Игнат дернул дверную ручку, вышел в тесную кишку коридора. Когда-то, до кризиса 98-го, здесь было вообще не протолкнуться. Сегодняшние залежи картонных коробок у стен — пустяки по сравнению с вечной толчеей посетителей в былые времена. Вон там, за той дверью, где сейчас сидят представители мелкооптовой украинской фирмы «Цукер», обслуживал клиентуру астролог Аркадий Аркадиевич. А на дверях в конце коридора вместо таблички «ТОО Стеклопакет» красовалась надпись «Коррекция кармы». До августа 98-го все здешние помещения принадлежали частному предприятию с мудреным названием «Альфхейм». Дефолт-инквизитор заставил «Альфхейм» сначала потесниться немного, а потом… Эх, не хочется вспоминать, как медленно, но верно «Альфхейм» проигрывал в жесточайшей конкурентной борьбе на посткризисном рынке оккультных услуг. Написал заявление об уходе Аркадий Аркадиевич, подался в преподаватели астрологических курсов с относительно твердым окладом. Конкуренты переманили дипломированного специалиста по причинно-следственным кармическим связям. Гадалка баба Варя заявила, что, дескать, ей выгоднее в одиночку промышлять на Арбате. Нашла богатого мужа толковательница сновидений госпожа Сцилла и сразу же забеременела. Метр за метром квадратным частное предприятие отступало все ближе и ближе к выходу из ставшего коммунальным коридорчика, к выходу на тихую улочку в получасе ходьбы от станции метро «Белорусская». Что же касается Игната, так он компенсировал потери в заработной плате рекламного агента совместительством — взялся вести бухгалтерский учет, администрирование и рискнул попробоваться на роль прорицателя.

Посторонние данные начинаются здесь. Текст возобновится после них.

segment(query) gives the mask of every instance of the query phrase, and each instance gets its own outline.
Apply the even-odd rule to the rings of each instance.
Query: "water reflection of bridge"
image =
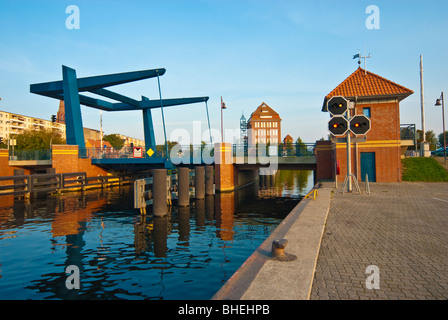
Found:
[[[132,197],[129,196],[130,190],[127,186],[62,197],[48,196],[31,202],[5,196],[2,203],[4,206],[0,208],[0,224],[3,230],[23,228],[30,223],[33,228],[38,228],[39,224],[45,225],[43,228],[51,235],[49,245],[52,250],[65,250],[63,265],[79,266],[81,274],[85,275],[84,283],[95,280],[91,289],[83,290],[79,295],[66,289],[67,275],[63,272],[65,267],[61,266],[60,274],[41,274],[29,284],[28,289],[49,294],[52,298],[79,299],[83,298],[83,295],[84,298],[105,298],[106,296],[101,295],[105,294],[106,290],[101,289],[101,286],[107,286],[111,281],[106,272],[107,265],[119,259],[131,259],[117,255],[119,252],[113,248],[113,244],[106,241],[110,241],[111,232],[120,230],[123,235],[133,234],[131,243],[135,256],[132,259],[139,257],[138,259],[145,261],[153,257],[156,260],[148,260],[148,267],[169,269],[173,267],[169,262],[157,259],[166,258],[170,250],[174,250],[170,246],[173,245],[173,236],[177,238],[176,247],[193,250],[190,248],[190,241],[198,232],[214,230],[214,237],[226,243],[235,240],[243,221],[245,224],[259,224],[260,218],[254,218],[251,208],[244,206],[248,203],[248,198],[257,196],[258,188],[258,184],[254,183],[236,192],[207,196],[204,200],[192,199],[190,207],[174,206],[164,217],[142,217],[130,209],[133,207]],[[277,210],[278,212],[273,213],[276,217],[287,214],[285,209],[283,208],[282,212],[278,205]],[[249,220],[254,219],[253,222],[248,220],[247,215],[252,217]],[[123,217],[128,218],[121,220]],[[48,225],[50,229],[46,227]],[[117,238],[115,241],[127,240]],[[231,248],[224,245],[221,250],[225,252]],[[60,253],[57,256],[59,257]],[[202,263],[203,258],[192,256],[191,263]],[[88,279],[92,277],[92,267],[98,270],[95,272],[95,279]]]
[[[306,195],[314,185],[311,170],[278,170],[275,175],[261,175],[260,197],[296,198]]]

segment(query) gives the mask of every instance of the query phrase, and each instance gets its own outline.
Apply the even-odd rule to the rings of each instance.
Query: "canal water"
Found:
[[[312,187],[278,171],[166,217],[133,209],[132,186],[2,196],[0,299],[210,299]]]

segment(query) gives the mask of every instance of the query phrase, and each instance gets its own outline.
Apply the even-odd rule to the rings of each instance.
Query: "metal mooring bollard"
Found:
[[[274,240],[272,242],[272,259],[278,261],[293,261],[296,260],[297,257],[293,254],[288,254],[285,252],[286,245],[288,244],[288,240],[280,239]]]

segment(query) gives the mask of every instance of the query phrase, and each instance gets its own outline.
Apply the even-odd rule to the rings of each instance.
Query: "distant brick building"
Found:
[[[286,135],[285,139],[283,139],[283,143],[294,143],[293,137],[291,137],[289,134]]]
[[[103,141],[103,145],[101,145],[101,140],[86,139],[86,148],[103,148],[111,150],[113,147],[109,141]]]
[[[366,141],[351,144],[352,173],[359,181],[364,181],[366,174],[369,181],[401,181],[400,102],[412,93],[395,82],[358,68],[325,96],[323,112],[327,112],[326,102],[331,97],[343,96],[354,103],[351,116],[364,114],[371,120]],[[338,180],[343,181],[347,173],[346,149],[345,138],[333,137],[331,143],[317,145],[318,174],[333,176],[318,179],[334,178],[339,168]],[[320,170],[319,166],[330,166],[332,170]]]
[[[56,114],[56,122],[58,123],[65,123],[65,105],[64,100],[59,101],[59,109],[58,113]]]
[[[281,143],[281,121],[279,114],[263,102],[247,122],[248,143]]]

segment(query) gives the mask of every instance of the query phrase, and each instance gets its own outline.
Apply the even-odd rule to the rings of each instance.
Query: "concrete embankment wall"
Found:
[[[303,199],[212,299],[309,299],[331,189],[319,188],[318,194],[316,200]],[[288,241],[285,253],[295,260],[273,259],[272,243],[277,239]]]

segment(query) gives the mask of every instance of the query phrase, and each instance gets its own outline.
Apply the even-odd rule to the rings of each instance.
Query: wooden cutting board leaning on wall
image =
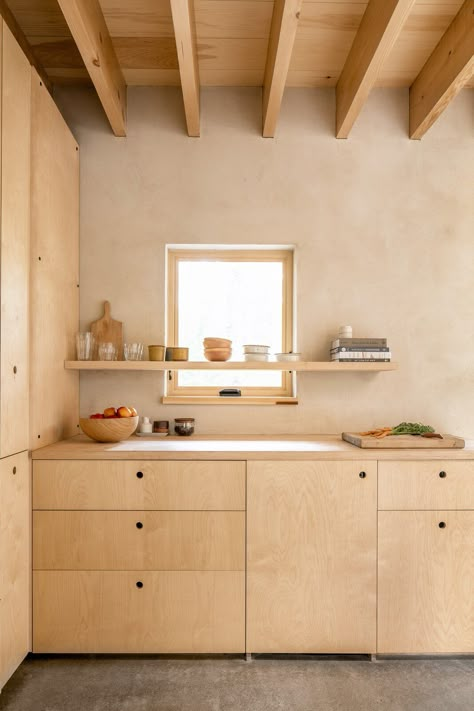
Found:
[[[95,339],[94,360],[99,359],[99,344],[113,343],[117,349],[117,360],[123,360],[123,325],[110,315],[110,301],[104,301],[104,315],[91,323]]]

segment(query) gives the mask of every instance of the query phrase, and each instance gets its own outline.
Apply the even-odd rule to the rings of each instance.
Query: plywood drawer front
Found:
[[[35,511],[43,570],[244,570],[240,511]]]
[[[33,508],[243,511],[245,462],[35,461]]]
[[[378,558],[379,653],[474,653],[474,511],[381,511]]]
[[[34,652],[245,651],[244,573],[36,571],[33,587]]]
[[[474,461],[379,462],[379,509],[474,509]]]

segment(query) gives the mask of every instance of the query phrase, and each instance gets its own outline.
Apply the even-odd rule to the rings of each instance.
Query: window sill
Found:
[[[297,405],[297,397],[219,397],[214,395],[165,395],[164,405]]]

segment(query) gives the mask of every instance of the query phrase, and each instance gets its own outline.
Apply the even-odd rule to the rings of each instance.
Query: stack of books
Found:
[[[331,360],[339,363],[390,363],[386,338],[337,338],[331,344]]]

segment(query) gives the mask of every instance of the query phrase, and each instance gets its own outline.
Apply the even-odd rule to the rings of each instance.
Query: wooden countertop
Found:
[[[126,446],[126,448],[124,447]],[[143,447],[156,449],[146,450]],[[465,449],[359,449],[340,435],[193,435],[164,439],[131,437],[101,444],[85,435],[37,449],[33,459],[226,459],[226,460],[404,460],[474,459],[474,440]]]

В оккультный бизнес Игната занесло отнюдь не случайно. Последние шесть месяцев службы в «Останкино» он числился в группе, работавшей над амбициозным проектом для первого канала под названием «Шестое чувство». На Московском телеканале, если кто забыл, в ту пору вовсю раскрутилась программа Ивана Кононова «Третий глаз», телепередача «Шестое чувство» задумывалась и воплощалась как откровенный аналог «Третьего глаза». Вторичность «Шестого чувства» ничуть не смущала редактуру и режиссера, а мнения Игната никто и не спрашивал — прикрепили к группе, и давай, вкалывай, твой номер девятнадцатый.
(Отметим в скобках, что плагиат на отечественном TV дело обычное и обыденное. Достаточно вспомнить, как идея Дмитрия Диброва общаться напрямую с телезрителями в эфире была заимствована создателями «Времечка» и клонируется до сих пор всеми кому не лень. Из более ранних воспоминаний всплывают в памяти так называемые «телевыпуски» мультфильма «Ну, погоди!». Их отказывался озвучивать гениальный Волк Всея Руси Анатолий Папанов, ну и что? Озвучил другой, и получился вполне удобоваримый эрзац мультшедевра. А многие помнят, что программу «Куклы» начинал сатирик Ефим Смолин? Уверен — забыли практически все, кроме самого Ефима Марковича.)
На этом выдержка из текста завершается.